OBJECTIVES: The aim of this study was to evaluate the effects of single-nucleotide polymorphisms (SNPs) on advanced pancreatic cancer risk and overall survival (OS) in a candidate-gene approach.

METHODS: Overall, 5438 SNPs in 219 candidate genes encoding several drug-metabolizing enzymes or transporters were analyzed. In the screening study, 3 SNPs were found associated with OS (P ≤ 0.0005). We validated these SNPs as part of the randomized phase 3 study (GEST study). The associations between OS and SNPs were investigated using log-rank test and Cox proportional hazards model.

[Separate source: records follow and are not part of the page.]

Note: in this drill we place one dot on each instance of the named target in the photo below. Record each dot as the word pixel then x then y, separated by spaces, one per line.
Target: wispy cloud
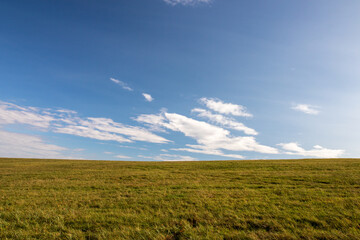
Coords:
pixel 148 97
pixel 122 84
pixel 122 157
pixel 68 122
pixel 208 136
pixel 225 108
pixel 317 151
pixel 224 121
pixel 186 2
pixel 24 145
pixel 169 158
pixel 306 108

RESULTS: From the GEST study, the SNP rs4149086 in the 3' UTR of the solute carrier organic anion transporter family member 1B1 (SLCO1B1) gene showed significant interaction with treatment (P = 0.02). In the gemcitabine group, the SNP was associated with short OS (hazard ratio [HR], 3.75; 95% confidence interval [CI], 1.30-10.8; P = 0.008) even after multiple-comparisons adjustment. In contrast, the SNP was not associated with OS in S-1 (HR, 0.77; 95% CI, 0.33-1.81; P = 0.55) or gemcitabine plus S-1 groups (HR, 1.18; 95% CI, 0.46-3.00; P = 0.72).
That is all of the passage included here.